Fund Profile: U.S. focused, middle-market buyouts, long duration, equity-like risk.

Model Benchmark:

  • 60% Russell 2000 (small-cap equity proxy)
  • 30% S&P 500 Value (large-cap value component)
  • 10% High Yield Index (for leverage exposure) – we use an approximation ETF for illustration purposes
Chart 1: Ingredient selection for Model Benchmark. Source: AlphaBot

This model benchmark won’t match private equity exactly — but it captures broad exposure to market beta, illiquidity premiums, and leverage-driven returns. This “rough” approximation is exactly the goal due to its simplicity and comparison with the actual fund performance may prove quite revealing and raise important questions (we will touch on that later).

Here is performance chart for the Model Portfolio we generated using AlphaBot:

Chart 2: Model Portfolio performance vs component indices. Source: AlphaBot

The thick blue line is the weighted portfolio – our Model Benchmark. And here are some stats for it:

Chart 3: Model Portfolio key statistics. Source: AlphaBot
Limitations and Considerations
  • Tracking error is inevitable: No proxy can fully replicate private valuations, smoothing, or complexity. However, as you compare the benchmark just created with actual fund returns, reflecting on parameters such as correlations, volatility and relative performance can help ask and understand important questions on the reasons for such differences.
  • Liquidity mismatch: Public proxies are daily-priced, while alt assets are often quarterly.
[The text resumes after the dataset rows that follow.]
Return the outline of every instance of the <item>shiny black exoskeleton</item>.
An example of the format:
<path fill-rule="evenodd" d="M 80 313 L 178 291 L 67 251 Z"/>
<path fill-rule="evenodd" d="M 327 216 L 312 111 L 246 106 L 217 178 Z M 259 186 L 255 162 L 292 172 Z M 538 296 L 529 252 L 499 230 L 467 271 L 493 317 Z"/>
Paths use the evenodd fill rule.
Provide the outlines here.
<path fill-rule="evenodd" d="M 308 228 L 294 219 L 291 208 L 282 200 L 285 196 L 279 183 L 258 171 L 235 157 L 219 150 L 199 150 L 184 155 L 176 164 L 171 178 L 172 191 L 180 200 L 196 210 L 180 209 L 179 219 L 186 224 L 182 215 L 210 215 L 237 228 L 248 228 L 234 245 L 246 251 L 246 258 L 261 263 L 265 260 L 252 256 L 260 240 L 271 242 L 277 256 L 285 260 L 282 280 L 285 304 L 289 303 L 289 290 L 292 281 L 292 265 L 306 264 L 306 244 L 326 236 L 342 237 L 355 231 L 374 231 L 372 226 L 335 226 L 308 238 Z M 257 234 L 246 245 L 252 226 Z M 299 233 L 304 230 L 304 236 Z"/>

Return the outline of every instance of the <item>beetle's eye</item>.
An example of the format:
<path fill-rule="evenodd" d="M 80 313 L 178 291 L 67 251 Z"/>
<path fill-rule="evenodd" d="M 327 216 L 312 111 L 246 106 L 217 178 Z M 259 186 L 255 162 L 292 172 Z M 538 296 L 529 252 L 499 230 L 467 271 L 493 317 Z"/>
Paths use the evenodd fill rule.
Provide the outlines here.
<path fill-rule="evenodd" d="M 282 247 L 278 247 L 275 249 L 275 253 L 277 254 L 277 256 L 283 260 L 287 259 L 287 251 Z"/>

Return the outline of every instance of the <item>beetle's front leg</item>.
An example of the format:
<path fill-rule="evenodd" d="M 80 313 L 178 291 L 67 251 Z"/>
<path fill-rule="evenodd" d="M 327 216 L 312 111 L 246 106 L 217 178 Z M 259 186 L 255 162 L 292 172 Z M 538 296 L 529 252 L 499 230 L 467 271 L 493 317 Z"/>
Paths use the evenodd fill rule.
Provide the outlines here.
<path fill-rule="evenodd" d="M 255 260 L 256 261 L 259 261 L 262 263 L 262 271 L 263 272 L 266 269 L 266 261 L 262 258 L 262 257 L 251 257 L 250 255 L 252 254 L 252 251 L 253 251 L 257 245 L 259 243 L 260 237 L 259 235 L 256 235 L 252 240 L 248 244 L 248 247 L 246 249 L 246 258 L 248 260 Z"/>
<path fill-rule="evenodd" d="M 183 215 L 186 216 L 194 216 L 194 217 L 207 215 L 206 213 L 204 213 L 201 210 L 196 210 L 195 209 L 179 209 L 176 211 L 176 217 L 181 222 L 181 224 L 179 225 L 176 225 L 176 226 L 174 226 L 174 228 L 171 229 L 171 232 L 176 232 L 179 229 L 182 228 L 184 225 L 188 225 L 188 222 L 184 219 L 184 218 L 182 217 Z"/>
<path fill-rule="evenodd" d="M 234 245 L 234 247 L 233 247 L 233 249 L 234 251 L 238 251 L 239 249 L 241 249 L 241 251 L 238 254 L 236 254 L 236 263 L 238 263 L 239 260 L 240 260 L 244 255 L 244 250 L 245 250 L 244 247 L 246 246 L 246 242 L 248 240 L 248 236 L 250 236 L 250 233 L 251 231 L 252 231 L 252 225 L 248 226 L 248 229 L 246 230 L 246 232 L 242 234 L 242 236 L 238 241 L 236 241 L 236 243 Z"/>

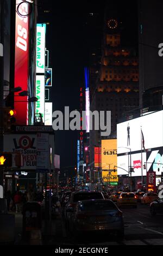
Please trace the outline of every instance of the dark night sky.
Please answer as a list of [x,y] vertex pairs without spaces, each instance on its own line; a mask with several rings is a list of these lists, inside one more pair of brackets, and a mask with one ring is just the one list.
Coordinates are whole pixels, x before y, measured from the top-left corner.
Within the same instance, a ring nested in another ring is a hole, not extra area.
[[[47,48],[53,68],[53,110],[63,111],[65,106],[70,106],[72,110],[77,109],[80,86],[84,82],[84,68],[88,64],[89,47],[92,43],[92,31],[88,30],[86,24],[87,17],[89,13],[95,13],[103,21],[106,0],[42,2],[45,9],[48,9],[49,5],[52,10],[48,18],[46,15],[45,20],[43,19],[41,22],[48,20],[50,22],[47,31]],[[112,2],[108,2],[111,9]],[[115,1],[114,5],[126,27],[123,43],[133,45],[137,33],[136,5],[134,1],[129,0]],[[97,31],[97,40],[101,40],[99,37]],[[57,131],[55,135],[55,152],[60,154],[61,166],[76,165],[77,132]]]

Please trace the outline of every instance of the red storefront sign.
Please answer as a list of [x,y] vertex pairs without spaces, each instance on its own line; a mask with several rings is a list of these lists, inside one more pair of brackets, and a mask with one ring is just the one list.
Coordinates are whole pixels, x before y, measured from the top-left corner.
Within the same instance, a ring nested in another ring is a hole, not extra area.
[[95,147],[95,167],[101,167],[101,147]]
[[140,160],[135,160],[135,161],[133,161],[133,163],[134,168],[141,168],[141,162]]
[[147,171],[147,184],[148,191],[156,192],[155,172]]
[[[22,15],[29,13],[29,4],[22,0],[17,0],[18,11]],[[16,12],[15,25],[15,85],[21,87],[23,91],[28,91],[28,55],[29,55],[29,17],[20,16]],[[28,97],[19,96],[18,92],[14,94],[14,108],[16,111],[16,124],[28,124]]]

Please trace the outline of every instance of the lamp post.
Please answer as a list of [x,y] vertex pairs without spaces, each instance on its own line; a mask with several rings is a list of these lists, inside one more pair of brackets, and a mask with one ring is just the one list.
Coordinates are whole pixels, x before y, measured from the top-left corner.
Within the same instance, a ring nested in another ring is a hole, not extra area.
[[133,187],[132,187],[132,177],[131,177],[131,149],[130,147],[118,147],[118,148],[127,148],[128,150],[130,150],[130,165],[129,165],[128,162],[128,174],[130,174],[130,192],[132,192]]

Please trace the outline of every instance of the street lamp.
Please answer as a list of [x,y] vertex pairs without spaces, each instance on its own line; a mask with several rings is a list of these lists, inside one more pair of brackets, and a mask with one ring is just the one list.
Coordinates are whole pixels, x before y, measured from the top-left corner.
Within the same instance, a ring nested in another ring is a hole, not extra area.
[[132,192],[132,178],[131,178],[131,149],[130,147],[118,147],[118,148],[127,148],[128,150],[130,150],[130,164],[129,167],[129,160],[128,160],[128,174],[129,175],[129,173],[130,174],[130,192]]

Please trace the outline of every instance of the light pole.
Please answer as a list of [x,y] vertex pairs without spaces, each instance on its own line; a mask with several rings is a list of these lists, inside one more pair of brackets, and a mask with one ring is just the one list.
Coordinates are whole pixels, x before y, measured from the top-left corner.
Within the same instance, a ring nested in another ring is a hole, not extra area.
[[[131,177],[131,149],[130,147],[118,147],[118,148],[127,148],[128,150],[130,150],[130,165],[129,165],[129,162],[128,162],[128,174],[129,175],[129,173],[130,174],[130,192],[132,192],[133,188],[132,188],[132,177]],[[120,167],[119,167],[120,168]],[[121,168],[123,169],[123,168]]]

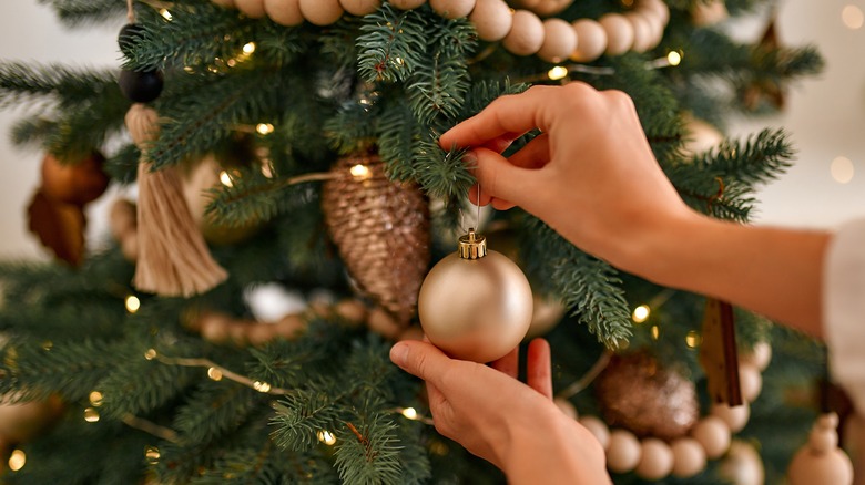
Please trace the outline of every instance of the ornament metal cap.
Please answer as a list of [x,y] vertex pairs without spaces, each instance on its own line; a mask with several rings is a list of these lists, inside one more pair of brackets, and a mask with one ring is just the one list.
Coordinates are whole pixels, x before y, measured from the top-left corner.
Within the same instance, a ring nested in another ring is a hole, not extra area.
[[487,256],[487,238],[469,228],[469,234],[459,237],[459,257],[462,259],[480,259]]

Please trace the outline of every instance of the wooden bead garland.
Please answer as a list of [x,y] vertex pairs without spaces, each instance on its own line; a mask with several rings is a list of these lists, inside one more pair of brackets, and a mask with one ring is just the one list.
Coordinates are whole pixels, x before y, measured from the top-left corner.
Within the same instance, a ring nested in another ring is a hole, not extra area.
[[[638,438],[631,431],[609,429],[596,416],[580,416],[578,422],[586,426],[607,451],[607,467],[614,473],[634,472],[645,479],[662,479],[668,475],[688,478],[705,468],[706,460],[715,460],[730,448],[732,433],[745,427],[750,416],[749,402],[756,399],[762,383],[761,372],[769,365],[771,348],[761,342],[754,345],[752,353],[740,358],[740,368],[746,373],[756,372],[756,379],[750,375],[752,384],[743,382],[743,396],[747,402],[742,406],[730,407],[715,404],[709,415],[701,417],[690,430],[689,436],[678,437],[666,443],[658,437]],[[751,391],[745,391],[751,385]]]
[[[343,14],[366,16],[384,0],[211,0],[225,8],[236,8],[245,16],[265,16],[274,22],[294,27],[306,20],[315,25],[329,25]],[[427,0],[387,0],[400,10],[417,9]],[[621,55],[628,51],[645,52],[657,47],[670,20],[670,9],[662,0],[637,0],[625,13],[608,13],[596,22],[579,19],[570,28],[561,19],[540,17],[564,10],[573,0],[522,0],[511,10],[505,0],[429,0],[441,17],[467,17],[478,37],[487,42],[502,41],[516,55],[538,54],[547,62],[570,58],[589,62],[601,54]]]

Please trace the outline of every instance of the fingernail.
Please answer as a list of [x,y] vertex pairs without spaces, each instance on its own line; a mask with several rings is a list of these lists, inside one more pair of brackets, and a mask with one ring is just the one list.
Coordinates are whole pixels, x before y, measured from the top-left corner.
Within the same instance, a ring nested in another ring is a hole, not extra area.
[[390,348],[390,361],[401,367],[406,365],[408,361],[408,345],[403,342],[397,342]]
[[478,163],[478,155],[474,151],[469,149],[462,154],[462,163],[474,167]]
This requires flow planning and crisis management as immediate access to withdrawals (or additional inflows) can be limited
  • Alpha masking: A good benchmark may reduce perceived alpha by better modeling beta exposure — this is a feature, not a bug, and it feeds to the evaluation question we raised above as well

Improving index selection: there is a growing number of specialty indices created to address the void in alternative investments benchmarks, such as Refinitiv Private Equity Buyout Index, Nasdaq eVestment Peer Benchmarking project and others that allow for more accurate representation of certain alternative investment types, or give investors better understanding of where they stand among their peers. These additional indices can also be used in the Model Portfolio approach further improving the results.

Final Thoughts

Model portfolio benchmarks are not perfect, but they’re indispensable for bringing rigor and transparency to alternative investment evaluation. By leveraging commonly available indices and effective tools for portfolio construction investors can better:

  • Contextualize returns
  • Measure value added
  • Communicate performance to stakeholders
  • Focus on making investment decisions instead of spending time on updating countless spreadsheets and reports

In a world where capital is increasingly flowing into non-traditional assets, smart benchmarking is no longer optional — it’s essential. The only thing needed to implement this direct and simple approach is a reliable tool that can manage public daily indices and ETFs, monthly and quarterly fund returns, and ability to mix them into comparisons and portfolios, such as AlphaBot. Empowered with a tool like this, you can start building synthetic benchmark portfolios almost instantly as well as analyze, compare, and model your existing investments performance, entering a new level of understanding the alternative investments universe and your positioning in it.